絹のカーテン越しに差し込む朝陽が、レースの縁をゆるやかに染めている。
空気には、昨夜の名残――レモンパームとカモミールのかすかな余香。
ふかふかの羽毛布団の中、頬を撫でるリネンは冷たくもなく、ぬくもりを残して心地よい。
(……ああ、いつもの――完璧な朝)
寄宿舎の静けさに包まれて、ゆっくりとまぶたが開く。
窓の向こうには、透き通るような青空と、風にゆらめく白いカーテン。
香り、光、温もり――少し土の香り……?
公爵令嬢ルナリア・アーデルハイトの一日は、いつも“美しい目覚め”から始まる――
はずだった。
(ん……ぅ……朝……?)
ベッドに寝そべったまま、窓の向こうの雲一つない青空を眺め――
優雅に伸びをする。
「……ふぁ……なんか……昨日は変な夢を見たような……」
まどろみの中、どこか違和感が胸をよぎる。
(……ん?)
(……なんで、朝なの?)
(朝……でいいのでしたっけ?)
ぼんやりした頭で考える。
たしか、少し休むつもりで――
レモンバームとカモミールをたっぷり、パッションフラワーをほんの少し加えたハーブティーを頂き……

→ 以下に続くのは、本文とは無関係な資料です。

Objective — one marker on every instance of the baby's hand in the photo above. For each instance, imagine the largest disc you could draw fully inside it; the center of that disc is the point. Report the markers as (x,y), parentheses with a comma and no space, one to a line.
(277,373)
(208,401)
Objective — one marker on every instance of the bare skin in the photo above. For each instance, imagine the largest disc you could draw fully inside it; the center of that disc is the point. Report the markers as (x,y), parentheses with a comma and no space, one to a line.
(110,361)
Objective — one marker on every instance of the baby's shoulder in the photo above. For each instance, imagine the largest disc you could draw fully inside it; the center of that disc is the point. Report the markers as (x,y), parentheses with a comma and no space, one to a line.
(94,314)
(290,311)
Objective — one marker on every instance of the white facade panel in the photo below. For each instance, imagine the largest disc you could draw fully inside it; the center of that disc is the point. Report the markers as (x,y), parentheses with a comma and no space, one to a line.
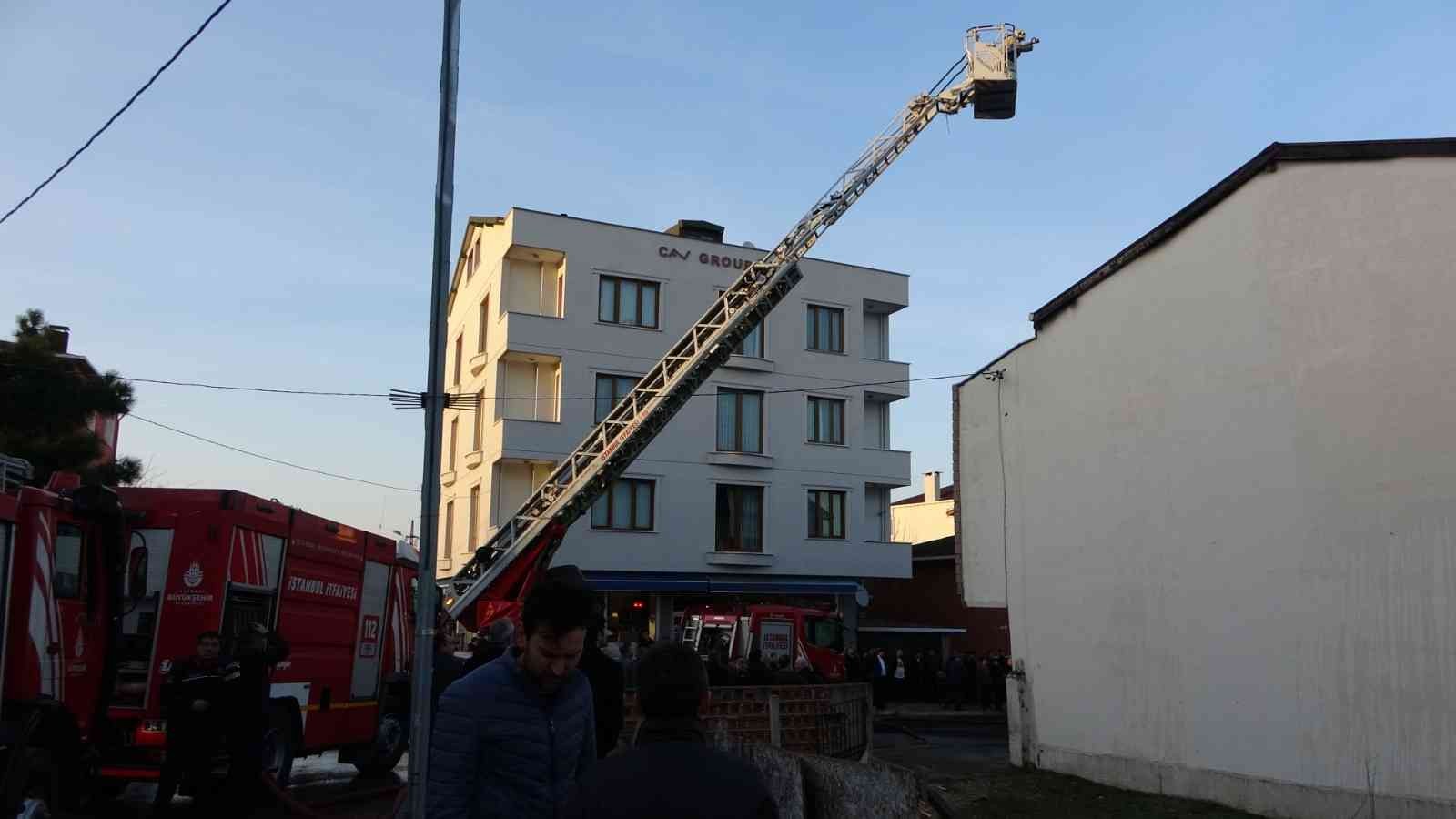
(1219,493)
(660,285)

それから――“ふて寝”を決め込んで、ベッドに潜り込んで――
(…………夜会!!)
バッ!!と跳ね起きた拍子に、長い金髪がふわりと宙に舞い、透き通る紫の瞳が驚きに見開かれた。
その瞬間、視界に飛び込んできたのは――
ドレスは見るも無残にレースがちぎれ、裾には乾いた泥がみっしり。
上体を起こし、両手を広げたポーズのまま固まる。
そして、ルナリアの長い睫毛が震え、凛とした眉がわずかに跳ね上がり――瞳はまんまるに見開かれた。
見れば、泥だけではない。
小枝、草の破片、花粉のようなもの、さらには猫の毛まで付いている。
まるでどこかの森を全力疾走したあと、畑に転げ落ち、最後に神殿の花壇にダイブしたような――
そんな有様だった。
「…………っ!!」
それに――体が重い、とにかく重い。
礼儀作法の講義を丸一日立ちっぱなしで受けた後―
舞踏会のダンスパートナーを一晩中務めさせられ――
翌朝まで詩の朗読会に付き合わされたかのような―――疲労感。
(……な、なんでぇえええええっ!!?)
ルナリアの叫び声が心の中でこだました――。
けれど、実際の口元はきゅっと引き結ばれていた。
(……だめ、叫ぶなんて品のない真似。わたくしは……アーデルハイト家の令嬢なのですから)
喉の奥まで込み上げた悲鳴を、ぎりぎりの理性で押しとどめる。
深呼吸ひとつ。
視線を落とし、泥にまみれた裾を見つめる。
ほんの少し、肩が震えた。
「……まずは、朝のブレンドティーですわね」
それは、崩れかけた世界を支える最後の一本柱のように――。
静かに立ち上がると、足元の泥の感触にも動じることなく、ティーセットのもとへと歩を進めた。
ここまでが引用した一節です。